The Digital Opportunity (PDF), the independent review of intellectual property (IP) published last week after being commissioned by the government in 2010, is one of the most important contributions to the IP debate in years. IP laws, it says, have become hostage to special interest groups – “lobbynomics”, in the report’s words – and do not serve the purpose that its advocates claim it does. The balance between protecting past innovators and promoting future ones has not been struck and, says the report, evidence should drive policy – not lobbying by rent-seekers.

IP is one of the toughest areas of policy to get right. The challenge is to protect innovators’ rewards, and thus promoting innovation, without stifling future innovation by making these protections too stringent and long-lasting. The problem is complicated even more by criticisms of the concept of intellectual property itself. Critics argue that IP laws are effective restrictions of private property rights: I should be allowed to arrange my own property in any pattern I like, and bits on a computer or words on a page should be no different.

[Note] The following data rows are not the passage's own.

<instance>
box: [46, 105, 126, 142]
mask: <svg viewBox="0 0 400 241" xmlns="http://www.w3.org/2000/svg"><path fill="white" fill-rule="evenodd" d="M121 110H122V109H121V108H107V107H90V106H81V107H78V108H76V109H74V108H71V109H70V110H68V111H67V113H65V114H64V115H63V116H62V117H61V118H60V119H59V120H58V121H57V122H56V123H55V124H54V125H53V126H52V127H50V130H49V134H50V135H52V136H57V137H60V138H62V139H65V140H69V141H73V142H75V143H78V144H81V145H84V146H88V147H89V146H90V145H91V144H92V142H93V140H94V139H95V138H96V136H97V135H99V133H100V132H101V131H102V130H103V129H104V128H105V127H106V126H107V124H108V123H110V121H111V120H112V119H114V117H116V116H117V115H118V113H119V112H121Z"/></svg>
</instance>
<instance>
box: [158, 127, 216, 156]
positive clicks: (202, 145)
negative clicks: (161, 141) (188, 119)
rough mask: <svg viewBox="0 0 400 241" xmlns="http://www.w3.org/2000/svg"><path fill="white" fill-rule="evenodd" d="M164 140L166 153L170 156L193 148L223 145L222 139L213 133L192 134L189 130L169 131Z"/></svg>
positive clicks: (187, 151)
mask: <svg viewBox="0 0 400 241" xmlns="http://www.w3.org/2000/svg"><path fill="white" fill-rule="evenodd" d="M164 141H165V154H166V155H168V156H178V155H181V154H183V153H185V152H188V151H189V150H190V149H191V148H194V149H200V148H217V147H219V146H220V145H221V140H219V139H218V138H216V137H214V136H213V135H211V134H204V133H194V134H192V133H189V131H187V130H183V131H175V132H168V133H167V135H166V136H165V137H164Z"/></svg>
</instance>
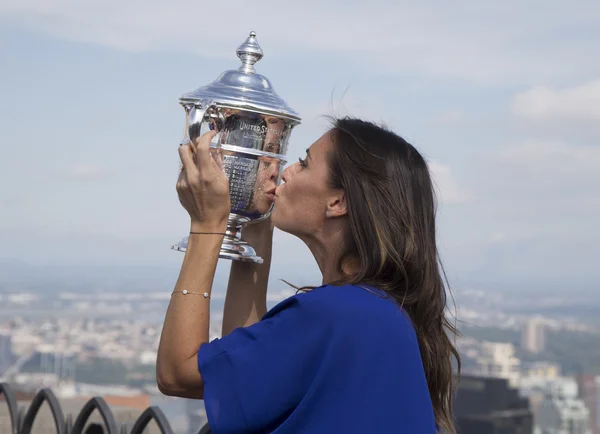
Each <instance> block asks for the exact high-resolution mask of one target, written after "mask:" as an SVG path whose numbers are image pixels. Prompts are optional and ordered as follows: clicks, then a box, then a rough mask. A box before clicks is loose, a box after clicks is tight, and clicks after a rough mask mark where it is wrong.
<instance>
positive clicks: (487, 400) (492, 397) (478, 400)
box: [454, 375, 533, 434]
mask: <svg viewBox="0 0 600 434" xmlns="http://www.w3.org/2000/svg"><path fill="white" fill-rule="evenodd" d="M454 416H455V419H456V425H457V426H456V428H457V431H458V432H459V433H460V434H481V433H485V434H532V433H533V415H532V413H531V410H530V409H529V401H528V400H527V399H525V398H522V397H521V396H519V392H518V390H517V389H514V388H512V387H510V384H509V381H508V380H507V379H504V378H485V377H479V376H464V375H461V377H460V380H459V383H458V389H457V391H456V397H455V401H454Z"/></svg>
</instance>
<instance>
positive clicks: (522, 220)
mask: <svg viewBox="0 0 600 434" xmlns="http://www.w3.org/2000/svg"><path fill="white" fill-rule="evenodd" d="M598 167H600V147H595V146H569V145H567V144H565V143H560V142H549V141H539V140H529V141H525V142H522V143H520V144H517V145H514V146H510V147H507V148H506V149H504V150H502V151H500V152H498V153H496V154H495V156H494V157H493V158H492V159H491V161H488V163H487V164H484V165H483V166H482V167H481V170H483V171H484V172H485V173H482V175H481V177H480V182H479V183H478V185H477V186H476V189H477V195H478V197H485V198H487V200H486V203H487V206H488V207H489V209H490V210H493V211H490V212H491V215H492V216H493V217H492V218H494V219H498V220H500V219H506V220H505V221H506V223H507V224H509V225H511V226H512V227H513V228H514V227H522V228H524V230H526V231H527V232H529V233H534V232H537V231H542V232H543V231H547V230H549V227H550V226H548V225H550V223H551V226H552V231H554V232H556V231H559V232H561V233H565V234H568V233H572V232H573V231H575V230H582V229H583V228H585V227H587V225H590V224H591V222H592V221H595V220H597V217H596V215H597V213H598V212H600V195H599V194H598V193H599V186H600V171H598ZM547 224H548V225H547ZM594 225H595V223H594ZM549 234H550V233H549Z"/></svg>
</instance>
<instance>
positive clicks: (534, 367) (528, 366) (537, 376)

The idea that a non-scarce resource should not have property rights assigned to it is appealing, but if granted it removes much of the incentive for people to write books and create innovations.

I sympathise with the anti-IP argument, but I’m an agnostic. And, for the foreseeable future, it’s clear that only gradual change can take place. And even IP's critics should support reform that makes it less strict. There’s no need to make perfect the enemy of good.

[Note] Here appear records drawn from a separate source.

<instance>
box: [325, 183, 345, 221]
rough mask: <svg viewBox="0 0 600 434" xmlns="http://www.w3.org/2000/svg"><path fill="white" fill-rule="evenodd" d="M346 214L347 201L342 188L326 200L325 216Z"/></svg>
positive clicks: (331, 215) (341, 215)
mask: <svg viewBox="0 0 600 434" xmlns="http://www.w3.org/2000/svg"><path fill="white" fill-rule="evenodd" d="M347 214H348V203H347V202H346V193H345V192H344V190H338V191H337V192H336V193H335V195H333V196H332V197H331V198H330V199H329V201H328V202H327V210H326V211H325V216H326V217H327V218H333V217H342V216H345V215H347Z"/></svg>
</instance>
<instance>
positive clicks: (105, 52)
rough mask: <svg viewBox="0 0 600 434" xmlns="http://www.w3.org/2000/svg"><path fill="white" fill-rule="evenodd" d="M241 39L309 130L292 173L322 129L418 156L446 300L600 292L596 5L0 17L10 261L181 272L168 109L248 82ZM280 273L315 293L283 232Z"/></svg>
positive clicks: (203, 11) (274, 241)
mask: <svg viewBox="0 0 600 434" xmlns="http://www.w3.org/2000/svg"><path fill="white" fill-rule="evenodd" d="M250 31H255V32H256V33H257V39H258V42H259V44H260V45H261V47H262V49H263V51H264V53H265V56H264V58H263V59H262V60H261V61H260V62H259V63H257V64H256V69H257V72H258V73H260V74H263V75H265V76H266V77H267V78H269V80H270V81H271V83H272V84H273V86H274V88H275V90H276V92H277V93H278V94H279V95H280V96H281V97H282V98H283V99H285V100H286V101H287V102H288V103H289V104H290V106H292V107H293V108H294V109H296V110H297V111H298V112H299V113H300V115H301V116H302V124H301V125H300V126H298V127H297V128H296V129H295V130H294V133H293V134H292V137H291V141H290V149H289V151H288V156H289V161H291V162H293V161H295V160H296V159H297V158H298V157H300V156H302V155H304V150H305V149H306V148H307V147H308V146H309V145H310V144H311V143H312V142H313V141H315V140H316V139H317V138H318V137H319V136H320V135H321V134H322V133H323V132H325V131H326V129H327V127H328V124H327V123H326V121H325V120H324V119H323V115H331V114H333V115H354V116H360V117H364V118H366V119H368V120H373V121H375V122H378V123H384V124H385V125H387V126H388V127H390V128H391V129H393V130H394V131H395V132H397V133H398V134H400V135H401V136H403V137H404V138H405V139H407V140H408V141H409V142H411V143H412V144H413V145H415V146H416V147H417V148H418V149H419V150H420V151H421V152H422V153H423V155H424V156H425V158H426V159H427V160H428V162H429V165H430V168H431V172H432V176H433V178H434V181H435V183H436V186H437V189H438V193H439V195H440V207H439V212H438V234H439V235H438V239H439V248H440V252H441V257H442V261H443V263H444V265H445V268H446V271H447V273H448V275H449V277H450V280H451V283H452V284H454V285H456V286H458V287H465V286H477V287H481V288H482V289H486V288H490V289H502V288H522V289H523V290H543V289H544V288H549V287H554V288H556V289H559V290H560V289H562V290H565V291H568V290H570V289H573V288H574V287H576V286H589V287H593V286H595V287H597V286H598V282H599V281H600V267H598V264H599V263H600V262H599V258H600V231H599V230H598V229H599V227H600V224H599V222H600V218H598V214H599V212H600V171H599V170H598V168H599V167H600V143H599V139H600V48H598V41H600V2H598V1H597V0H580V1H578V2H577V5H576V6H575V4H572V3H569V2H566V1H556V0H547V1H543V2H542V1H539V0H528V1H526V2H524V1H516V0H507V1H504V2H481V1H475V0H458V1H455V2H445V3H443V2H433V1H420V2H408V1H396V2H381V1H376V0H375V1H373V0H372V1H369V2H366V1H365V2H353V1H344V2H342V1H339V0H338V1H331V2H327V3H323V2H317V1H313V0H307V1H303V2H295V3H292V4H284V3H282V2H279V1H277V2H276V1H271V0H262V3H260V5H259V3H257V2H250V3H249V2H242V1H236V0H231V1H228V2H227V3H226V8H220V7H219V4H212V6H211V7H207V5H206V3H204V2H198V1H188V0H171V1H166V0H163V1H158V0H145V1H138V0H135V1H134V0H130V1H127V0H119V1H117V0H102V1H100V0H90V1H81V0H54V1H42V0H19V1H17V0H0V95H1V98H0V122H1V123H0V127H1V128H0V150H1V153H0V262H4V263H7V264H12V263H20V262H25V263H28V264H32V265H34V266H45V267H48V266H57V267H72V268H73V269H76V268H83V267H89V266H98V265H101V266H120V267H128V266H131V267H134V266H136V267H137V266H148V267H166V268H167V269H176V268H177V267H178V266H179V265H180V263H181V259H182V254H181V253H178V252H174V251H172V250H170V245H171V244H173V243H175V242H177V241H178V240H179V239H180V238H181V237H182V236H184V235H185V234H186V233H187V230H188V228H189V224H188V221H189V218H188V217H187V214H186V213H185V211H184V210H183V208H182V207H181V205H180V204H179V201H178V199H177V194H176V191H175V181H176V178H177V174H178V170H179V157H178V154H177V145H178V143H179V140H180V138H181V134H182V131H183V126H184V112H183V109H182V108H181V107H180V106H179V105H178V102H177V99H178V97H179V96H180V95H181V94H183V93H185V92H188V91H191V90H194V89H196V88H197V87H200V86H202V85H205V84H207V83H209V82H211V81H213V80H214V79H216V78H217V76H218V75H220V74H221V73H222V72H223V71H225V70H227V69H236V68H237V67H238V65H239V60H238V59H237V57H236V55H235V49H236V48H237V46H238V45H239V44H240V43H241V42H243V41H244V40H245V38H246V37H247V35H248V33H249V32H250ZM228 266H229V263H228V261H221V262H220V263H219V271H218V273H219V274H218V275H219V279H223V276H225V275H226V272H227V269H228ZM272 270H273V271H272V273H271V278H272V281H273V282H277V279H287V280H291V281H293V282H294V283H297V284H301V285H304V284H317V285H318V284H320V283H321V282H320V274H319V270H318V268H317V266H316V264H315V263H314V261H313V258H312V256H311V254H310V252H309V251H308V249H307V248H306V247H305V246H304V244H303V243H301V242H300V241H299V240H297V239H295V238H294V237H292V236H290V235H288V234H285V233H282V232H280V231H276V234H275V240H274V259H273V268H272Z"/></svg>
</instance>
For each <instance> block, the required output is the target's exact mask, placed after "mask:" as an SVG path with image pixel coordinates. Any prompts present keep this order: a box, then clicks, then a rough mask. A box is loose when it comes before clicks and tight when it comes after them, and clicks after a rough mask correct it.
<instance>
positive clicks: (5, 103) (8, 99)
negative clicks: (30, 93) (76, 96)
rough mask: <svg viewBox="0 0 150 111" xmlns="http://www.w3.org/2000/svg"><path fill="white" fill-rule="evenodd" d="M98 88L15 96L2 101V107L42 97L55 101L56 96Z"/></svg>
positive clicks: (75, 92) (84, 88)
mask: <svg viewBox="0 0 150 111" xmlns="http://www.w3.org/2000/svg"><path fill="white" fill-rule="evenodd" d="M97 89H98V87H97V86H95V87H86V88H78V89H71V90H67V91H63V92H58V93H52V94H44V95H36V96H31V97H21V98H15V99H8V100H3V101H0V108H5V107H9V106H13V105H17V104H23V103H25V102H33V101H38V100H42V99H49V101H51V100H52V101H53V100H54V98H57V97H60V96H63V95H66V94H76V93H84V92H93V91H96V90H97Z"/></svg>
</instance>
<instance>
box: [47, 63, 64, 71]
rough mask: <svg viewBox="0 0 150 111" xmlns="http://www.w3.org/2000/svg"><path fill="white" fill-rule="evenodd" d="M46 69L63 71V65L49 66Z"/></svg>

What would evidence-driven copyright law look like? (I won't discuss patents here, although this argument should roughly apply to patents as well as copyright.) The length should be determined by looking at earnings distributions for things like music and books, and cut the copyright protection period to only include, say, the first nine-tenths of the average distribution. Most copyrighted productions follow a power law – the bulk of their earnings from a novel or movie will usually be earned in the first couple of years (see diagram above). It’s the initial high earnings that IP should be aiming to protect, not the “long tail” that comes afterwards. This would reduce the stifling effects that copyright has, without reducing much of the innovation incentive, since most profits would still be protected.

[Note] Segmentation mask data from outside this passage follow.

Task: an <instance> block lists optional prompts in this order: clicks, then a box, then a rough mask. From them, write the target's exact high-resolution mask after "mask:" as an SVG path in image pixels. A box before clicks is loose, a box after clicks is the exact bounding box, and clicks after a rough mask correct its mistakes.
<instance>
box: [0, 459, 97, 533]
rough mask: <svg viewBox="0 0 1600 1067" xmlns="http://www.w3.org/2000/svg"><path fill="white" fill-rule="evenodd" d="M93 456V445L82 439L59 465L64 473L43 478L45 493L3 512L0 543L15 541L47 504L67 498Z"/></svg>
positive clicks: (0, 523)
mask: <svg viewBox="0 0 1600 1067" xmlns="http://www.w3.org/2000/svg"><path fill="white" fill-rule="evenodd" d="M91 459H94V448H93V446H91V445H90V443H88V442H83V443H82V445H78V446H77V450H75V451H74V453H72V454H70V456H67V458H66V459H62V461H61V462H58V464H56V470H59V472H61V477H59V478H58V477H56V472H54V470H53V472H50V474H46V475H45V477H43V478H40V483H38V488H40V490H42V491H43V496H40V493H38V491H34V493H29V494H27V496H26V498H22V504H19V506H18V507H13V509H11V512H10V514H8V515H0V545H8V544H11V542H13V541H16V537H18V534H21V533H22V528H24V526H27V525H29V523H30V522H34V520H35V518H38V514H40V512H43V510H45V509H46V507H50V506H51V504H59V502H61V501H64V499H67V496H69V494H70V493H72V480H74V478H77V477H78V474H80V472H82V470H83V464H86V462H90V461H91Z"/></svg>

Drastically shortening the copyright coverage period would hardly be perfect – it wouldn’t solve the problem of piracy, and would create some unfortunate outcomes where the creator of a work that only becomes popular after the copyright period misses out. But a big reduction in IP coverage periods, based on the income distribution of copyrighted works, would be a step towards promoting innovation that doesn’t undermine the income incentive to innovate.